The DataStream API is imperative (Java/Scala/Python): you write operators (map, filter, keyBy, window, process) explicitly. Use it for complex event processing, custom state machines, side outputs, and operator-level control.
The Table API / Flink SQL is declarative: describe the computation in SQL, and Flink's planner produces an optimal execution graph. Shorter, more maintainable, accessible to analysts.
CREATE TABLE iot_temperature (
device_id STRING,
ts TIMESTAMP_LTZ(3),
temperature_c DOUBLE,
WATERMARK FOR ts AS ts - INTERVAL '5' SECONDS
) WITH ('connector' = 'kinesis', ...);
SELECT device_id, window_start, AVG(temperature_c) AS avg_c
FROM TABLE(TUMBLE(TABLE iot_temperature, DESCRIPTOR(ts), INTERVAL '1' MINUTES))
GROUP BY device_id, window_start
HAVING AVG(temperature_c) > 80.0;
The two APIs interoperate: convert DataStream to Table and back. A common pattern: do raw deserialization and enrichment in DataStream API, expose as a Table, let analysts build downstream analytics in SQL.

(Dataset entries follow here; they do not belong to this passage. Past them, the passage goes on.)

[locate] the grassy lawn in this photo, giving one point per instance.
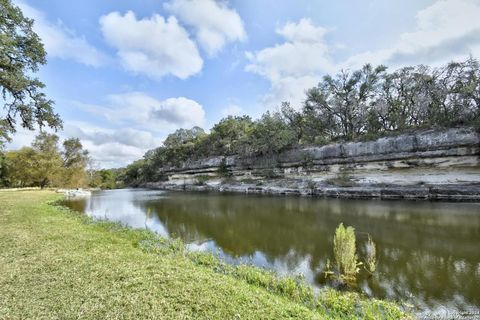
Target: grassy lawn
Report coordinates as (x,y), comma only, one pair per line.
(57,264)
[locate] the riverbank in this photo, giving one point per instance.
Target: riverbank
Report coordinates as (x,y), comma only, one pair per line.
(57,264)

State Backends and Checkpointing
Stateful streaming means operators remember things between events: a windowed aggregator stores running totals, a join stores unmatched left-side records, a session detector stores last-seen timestamps.
Backend
Storage
When to use
HashMap
JVM heap
Small state, lowest latency, easy debugging
RocksDB (incremental)
Local disk + remote upload
Production default; gigabytes of state, low pause times
Filesystem (legacy)
Heap + full snapshot to FS
Mostly superseded by RocksDB
The Barrier-Based Checkpoint Algorithm
Flink's checkpoint is a barrier-based asynchronous distributed snapshot (a Chandy-Lamport variant):
The JobManager triggers a checkpoint at a configured interval (e.g., every 60 s).

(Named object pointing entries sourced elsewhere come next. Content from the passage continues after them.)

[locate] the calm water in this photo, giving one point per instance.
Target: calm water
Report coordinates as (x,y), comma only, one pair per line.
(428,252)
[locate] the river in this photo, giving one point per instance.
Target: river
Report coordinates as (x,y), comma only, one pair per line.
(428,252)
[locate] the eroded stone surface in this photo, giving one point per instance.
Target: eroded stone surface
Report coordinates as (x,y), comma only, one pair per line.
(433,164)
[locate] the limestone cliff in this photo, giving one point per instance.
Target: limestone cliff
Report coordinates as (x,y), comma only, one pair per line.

Sources receive a numbered barrier and record their offsets/sequence numbers.
Barriers flow through the operator DAG alongside data, preserving order.

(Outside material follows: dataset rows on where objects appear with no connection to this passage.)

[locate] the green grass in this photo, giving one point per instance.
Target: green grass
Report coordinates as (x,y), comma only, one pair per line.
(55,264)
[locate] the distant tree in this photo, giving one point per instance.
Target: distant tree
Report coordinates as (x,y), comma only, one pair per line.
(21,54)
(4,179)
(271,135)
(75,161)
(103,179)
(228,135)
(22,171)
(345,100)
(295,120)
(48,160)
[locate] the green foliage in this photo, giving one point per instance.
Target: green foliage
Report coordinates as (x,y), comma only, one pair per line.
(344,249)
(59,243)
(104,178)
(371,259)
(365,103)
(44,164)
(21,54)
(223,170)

Each operator aligns its inputs (in EXACTLY_ONCE mode), then asynchronously snapshots state to the backend.
Operators acknowledge the checkpoint to the JobManager.
Once all tasks ack, the checkpoint is globally durable; sinks commit two-phase transactions.
Imagine a parade: the JobManager periodically inserts a flag-bearer (the barrier). Each viewing station (operator) waits until flag-bearers from every parallel route arrive, then photographs itself (snapshot). The photographs collectively form a consistent global snapshot.
Animation 2 — Flink Barrier Checkpoint Flowing Through Operators
JobManager triggers checkpoint N. The barrier flows from Source → KeyBy → Window → Sink, highlighting each operator as it aligns inputs and snapshots state to S3.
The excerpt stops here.